Rule
Guard against slow regular expressions.
Regular expressions with nested quantifiers or ambiguous patterns can cause catastrophic backtracking and performance issues.
Supported languages: 45+Introduction
Regular expressions can freeze your application for seconds or minutes with the right input. Catastrophic backtracking occurs when regex engines explore exponentially increasing paths while trying to match a pattern. A regex like (a+)+b takes microseconds to match valid input but can take hours to reject a string of a's without a trailing b. Attackers exploit this through Regular Expression Denial of Service (ReDoS) attacks, sending crafted input that makes your regex engine consume 100% CPU until request timeouts occur or the process crashes.
Why it matters
Security implications (ReDoS attacks): An attacker can paralyze your application with a single request containing crafted input.
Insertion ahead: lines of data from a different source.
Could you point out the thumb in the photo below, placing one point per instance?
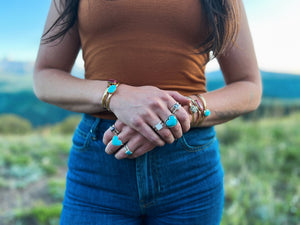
(181, 99)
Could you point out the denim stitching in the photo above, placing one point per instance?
(190, 148)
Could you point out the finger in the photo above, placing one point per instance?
(183, 118)
(112, 131)
(130, 147)
(144, 128)
(179, 98)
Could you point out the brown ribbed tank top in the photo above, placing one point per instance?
(144, 42)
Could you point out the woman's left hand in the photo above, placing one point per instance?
(135, 144)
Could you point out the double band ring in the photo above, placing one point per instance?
(127, 150)
(175, 107)
(114, 130)
(171, 121)
(116, 141)
(159, 126)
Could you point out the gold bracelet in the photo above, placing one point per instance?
(110, 90)
(193, 109)
(205, 112)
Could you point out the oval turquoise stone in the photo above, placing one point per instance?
(112, 89)
(172, 121)
(207, 112)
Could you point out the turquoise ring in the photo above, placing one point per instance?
(127, 151)
(116, 141)
(171, 121)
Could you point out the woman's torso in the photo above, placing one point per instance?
(145, 42)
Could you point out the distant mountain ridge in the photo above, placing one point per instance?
(275, 85)
(17, 97)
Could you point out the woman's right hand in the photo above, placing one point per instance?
(141, 108)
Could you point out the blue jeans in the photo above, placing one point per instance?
(179, 183)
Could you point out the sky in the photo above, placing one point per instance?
(274, 24)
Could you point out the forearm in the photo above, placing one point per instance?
(61, 89)
(231, 101)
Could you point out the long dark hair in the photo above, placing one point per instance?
(222, 18)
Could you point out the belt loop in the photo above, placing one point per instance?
(93, 129)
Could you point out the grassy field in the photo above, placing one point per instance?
(261, 161)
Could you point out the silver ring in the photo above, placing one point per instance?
(127, 150)
(114, 130)
(159, 126)
(175, 107)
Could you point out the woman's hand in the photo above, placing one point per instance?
(144, 108)
(136, 143)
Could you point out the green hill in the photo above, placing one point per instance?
(281, 93)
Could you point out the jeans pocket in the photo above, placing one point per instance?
(199, 139)
(81, 140)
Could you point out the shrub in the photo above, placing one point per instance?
(12, 124)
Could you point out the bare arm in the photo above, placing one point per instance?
(53, 82)
(242, 93)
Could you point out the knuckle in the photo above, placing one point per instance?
(167, 136)
(155, 104)
(136, 122)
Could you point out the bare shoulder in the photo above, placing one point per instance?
(239, 61)
(61, 53)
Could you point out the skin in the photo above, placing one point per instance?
(139, 109)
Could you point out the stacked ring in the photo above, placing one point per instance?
(127, 150)
(171, 121)
(159, 126)
(116, 141)
(175, 107)
(114, 130)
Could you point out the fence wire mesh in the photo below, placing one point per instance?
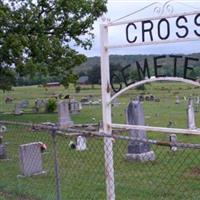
(73, 174)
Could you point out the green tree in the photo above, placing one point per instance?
(40, 35)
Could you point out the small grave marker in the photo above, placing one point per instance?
(81, 143)
(63, 115)
(31, 159)
(138, 150)
(190, 115)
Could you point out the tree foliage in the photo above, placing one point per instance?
(40, 35)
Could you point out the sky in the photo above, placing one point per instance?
(117, 35)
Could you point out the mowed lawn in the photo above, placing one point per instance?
(171, 176)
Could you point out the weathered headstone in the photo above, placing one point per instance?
(64, 119)
(197, 100)
(31, 159)
(115, 102)
(177, 100)
(190, 115)
(38, 104)
(74, 106)
(81, 143)
(24, 103)
(173, 139)
(18, 109)
(3, 152)
(138, 149)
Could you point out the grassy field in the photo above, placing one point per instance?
(171, 176)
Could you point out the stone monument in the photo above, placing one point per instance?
(137, 149)
(18, 109)
(177, 100)
(190, 115)
(3, 152)
(31, 159)
(81, 143)
(63, 115)
(173, 139)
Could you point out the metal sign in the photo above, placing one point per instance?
(170, 28)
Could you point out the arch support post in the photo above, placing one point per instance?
(106, 111)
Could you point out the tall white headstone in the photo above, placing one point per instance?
(18, 109)
(31, 159)
(190, 115)
(64, 119)
(177, 100)
(81, 143)
(137, 149)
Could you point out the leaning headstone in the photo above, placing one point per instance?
(3, 153)
(74, 106)
(38, 104)
(24, 103)
(173, 139)
(138, 148)
(115, 102)
(18, 109)
(64, 119)
(190, 115)
(177, 100)
(31, 159)
(197, 100)
(81, 143)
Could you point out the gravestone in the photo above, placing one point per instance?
(31, 159)
(173, 139)
(115, 102)
(38, 104)
(3, 153)
(64, 119)
(74, 106)
(190, 115)
(137, 149)
(177, 100)
(81, 143)
(18, 109)
(197, 100)
(24, 103)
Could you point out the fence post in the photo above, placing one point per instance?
(56, 165)
(106, 108)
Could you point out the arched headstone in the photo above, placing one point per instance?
(63, 115)
(191, 115)
(138, 150)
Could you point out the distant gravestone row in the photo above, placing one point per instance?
(148, 98)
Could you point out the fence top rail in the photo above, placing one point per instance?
(158, 129)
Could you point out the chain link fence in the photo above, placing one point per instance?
(69, 173)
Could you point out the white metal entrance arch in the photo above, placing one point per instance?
(106, 89)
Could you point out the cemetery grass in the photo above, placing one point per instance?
(82, 170)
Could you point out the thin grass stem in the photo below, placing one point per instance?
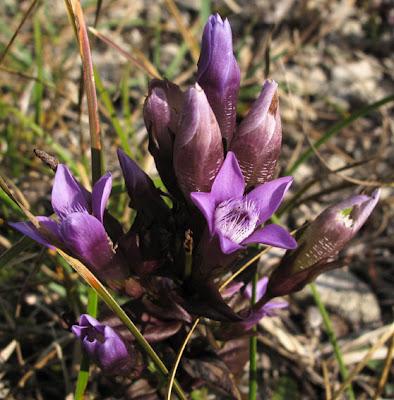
(333, 339)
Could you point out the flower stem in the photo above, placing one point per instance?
(253, 384)
(331, 336)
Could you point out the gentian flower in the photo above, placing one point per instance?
(198, 148)
(78, 227)
(320, 243)
(236, 218)
(267, 309)
(103, 345)
(162, 110)
(218, 73)
(257, 141)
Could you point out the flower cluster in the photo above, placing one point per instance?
(221, 195)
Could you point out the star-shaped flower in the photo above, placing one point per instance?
(237, 218)
(78, 225)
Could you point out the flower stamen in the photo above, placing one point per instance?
(236, 219)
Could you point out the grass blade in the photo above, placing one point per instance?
(253, 384)
(336, 129)
(104, 294)
(333, 340)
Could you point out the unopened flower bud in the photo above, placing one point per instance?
(161, 115)
(198, 149)
(320, 243)
(258, 139)
(218, 73)
(103, 345)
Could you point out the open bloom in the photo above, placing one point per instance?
(237, 218)
(320, 243)
(218, 73)
(103, 345)
(78, 228)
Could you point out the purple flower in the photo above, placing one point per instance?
(103, 345)
(237, 218)
(198, 149)
(218, 73)
(79, 225)
(319, 244)
(267, 309)
(257, 141)
(162, 109)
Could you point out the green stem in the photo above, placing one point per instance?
(253, 384)
(331, 336)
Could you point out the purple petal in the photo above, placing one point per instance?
(67, 195)
(218, 73)
(273, 305)
(28, 229)
(231, 289)
(85, 236)
(269, 196)
(100, 195)
(229, 182)
(205, 202)
(198, 147)
(112, 354)
(228, 246)
(273, 235)
(88, 320)
(261, 288)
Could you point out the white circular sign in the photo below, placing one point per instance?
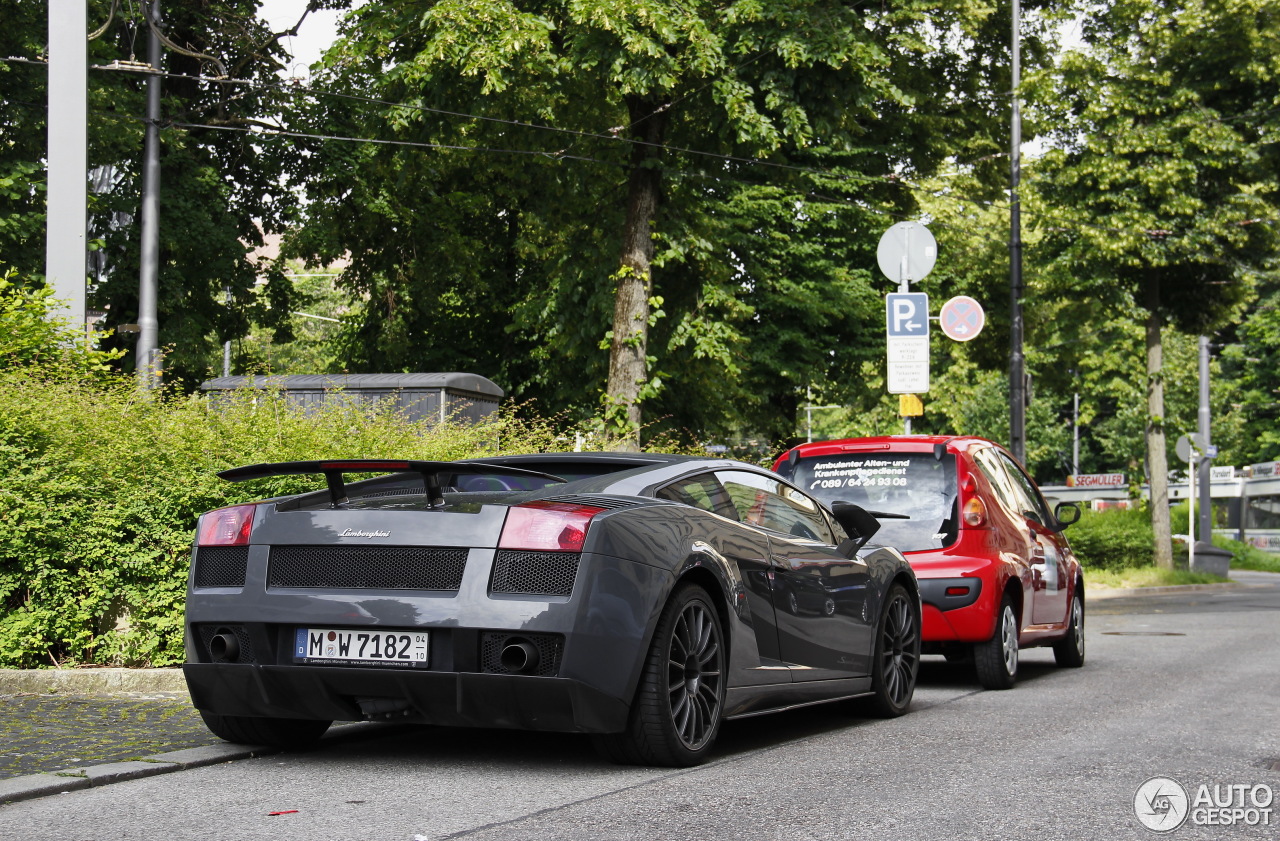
(1161, 804)
(906, 252)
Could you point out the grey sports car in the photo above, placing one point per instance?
(635, 597)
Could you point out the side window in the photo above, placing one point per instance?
(700, 492)
(768, 503)
(995, 472)
(1032, 506)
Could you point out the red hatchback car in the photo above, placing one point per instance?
(993, 568)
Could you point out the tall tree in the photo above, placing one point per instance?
(219, 182)
(608, 191)
(1160, 177)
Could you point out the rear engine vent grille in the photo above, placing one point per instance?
(220, 566)
(549, 648)
(245, 653)
(598, 502)
(366, 567)
(534, 572)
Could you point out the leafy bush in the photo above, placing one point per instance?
(100, 489)
(30, 336)
(1116, 539)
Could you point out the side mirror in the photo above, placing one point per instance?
(858, 522)
(1065, 513)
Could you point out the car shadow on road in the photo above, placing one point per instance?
(528, 750)
(940, 673)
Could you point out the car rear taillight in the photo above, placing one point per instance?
(547, 526)
(225, 526)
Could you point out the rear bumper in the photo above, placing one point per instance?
(968, 617)
(457, 699)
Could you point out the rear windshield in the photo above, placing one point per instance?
(913, 484)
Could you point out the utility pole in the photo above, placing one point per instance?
(65, 213)
(1016, 364)
(149, 324)
(1205, 556)
(1075, 435)
(1203, 467)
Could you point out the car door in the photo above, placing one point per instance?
(819, 595)
(1014, 538)
(1048, 554)
(749, 552)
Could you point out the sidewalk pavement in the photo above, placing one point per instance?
(69, 728)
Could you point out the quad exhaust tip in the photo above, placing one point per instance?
(519, 657)
(224, 648)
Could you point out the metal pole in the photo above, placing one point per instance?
(1016, 364)
(1191, 511)
(1075, 435)
(65, 266)
(808, 414)
(149, 324)
(1206, 529)
(227, 344)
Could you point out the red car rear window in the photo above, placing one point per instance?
(914, 484)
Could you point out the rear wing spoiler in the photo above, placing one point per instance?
(333, 471)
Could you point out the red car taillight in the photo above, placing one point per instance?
(225, 526)
(547, 526)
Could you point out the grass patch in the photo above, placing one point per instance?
(1246, 557)
(1146, 577)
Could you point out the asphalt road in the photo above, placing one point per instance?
(1183, 685)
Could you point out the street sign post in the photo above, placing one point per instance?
(906, 321)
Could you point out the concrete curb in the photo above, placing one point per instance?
(90, 681)
(31, 786)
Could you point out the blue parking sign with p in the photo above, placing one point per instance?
(906, 314)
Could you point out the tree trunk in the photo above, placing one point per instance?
(630, 344)
(1157, 464)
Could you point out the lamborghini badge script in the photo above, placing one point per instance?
(361, 533)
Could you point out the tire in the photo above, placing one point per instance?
(996, 659)
(680, 702)
(289, 734)
(1069, 650)
(896, 658)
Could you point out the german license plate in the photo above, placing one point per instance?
(362, 647)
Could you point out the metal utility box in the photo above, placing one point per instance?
(419, 396)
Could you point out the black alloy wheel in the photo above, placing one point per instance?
(897, 654)
(996, 659)
(680, 700)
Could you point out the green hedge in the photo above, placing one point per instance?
(100, 489)
(1114, 539)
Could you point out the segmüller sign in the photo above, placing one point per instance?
(1096, 480)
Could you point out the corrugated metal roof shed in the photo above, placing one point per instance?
(452, 394)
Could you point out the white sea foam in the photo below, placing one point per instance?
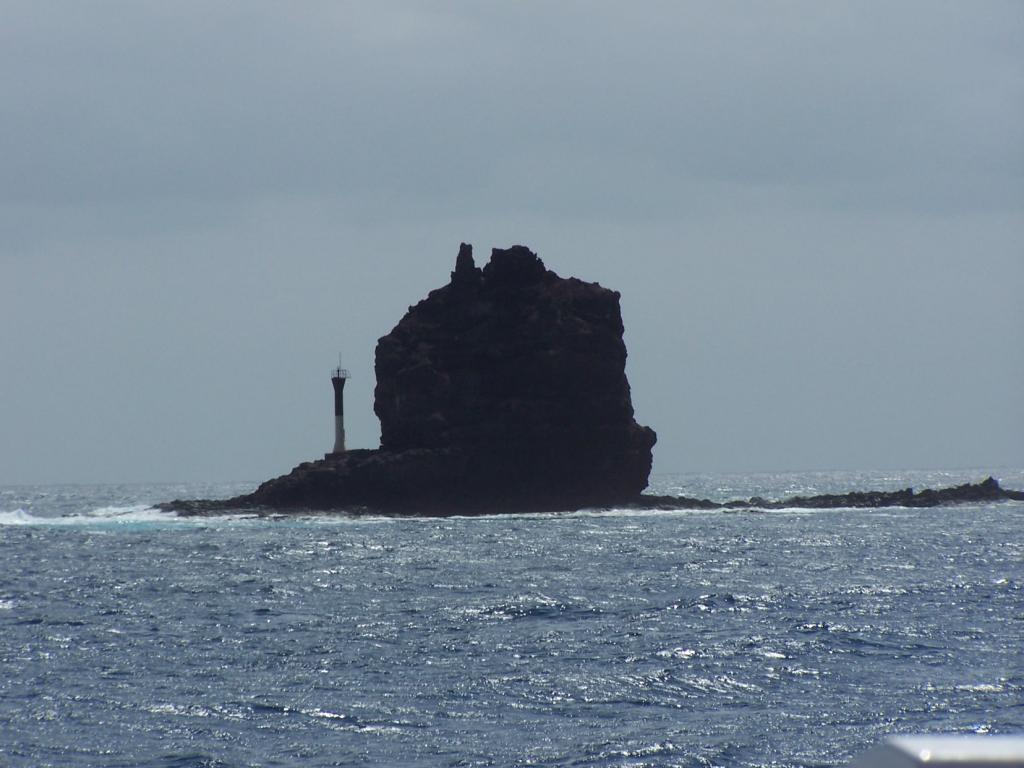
(133, 514)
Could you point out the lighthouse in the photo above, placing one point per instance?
(338, 378)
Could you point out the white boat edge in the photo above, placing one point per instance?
(980, 751)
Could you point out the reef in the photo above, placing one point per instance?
(970, 493)
(504, 390)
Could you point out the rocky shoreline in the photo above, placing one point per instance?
(988, 491)
(505, 390)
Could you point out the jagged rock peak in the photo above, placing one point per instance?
(466, 271)
(515, 265)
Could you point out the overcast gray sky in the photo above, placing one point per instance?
(814, 213)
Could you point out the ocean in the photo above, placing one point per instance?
(129, 637)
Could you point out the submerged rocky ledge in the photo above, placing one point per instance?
(505, 390)
(987, 491)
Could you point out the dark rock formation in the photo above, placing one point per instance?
(986, 491)
(503, 390)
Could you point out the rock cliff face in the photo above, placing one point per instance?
(520, 374)
(505, 390)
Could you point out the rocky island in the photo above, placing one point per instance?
(505, 390)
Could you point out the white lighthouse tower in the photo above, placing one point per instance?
(338, 378)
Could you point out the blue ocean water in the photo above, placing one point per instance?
(788, 638)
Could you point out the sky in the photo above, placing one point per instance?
(814, 213)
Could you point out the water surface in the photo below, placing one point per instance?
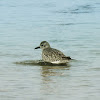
(72, 26)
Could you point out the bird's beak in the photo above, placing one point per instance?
(37, 47)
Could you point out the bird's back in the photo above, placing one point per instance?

Email validation and URL parsing patterns are common targets. Unlike traditional DoS attacks requiring bandwidth, ReDoS needs only tiny payloads.
Performance degradation: Normal user input can trigger catastrophic backtracking, causing response times to spike from milliseconds to seconds. This creates unpredictable latency that's difficult to debug because it only manifests with specific input patterns.
Production incidents: Vulnerable regex blocks the event loop in Node.js or consumes thread pool resources. As requests pile up, memory increases and the system becomes unresponsive. In microservices, one vulnerable regex cascades failures to dependent services.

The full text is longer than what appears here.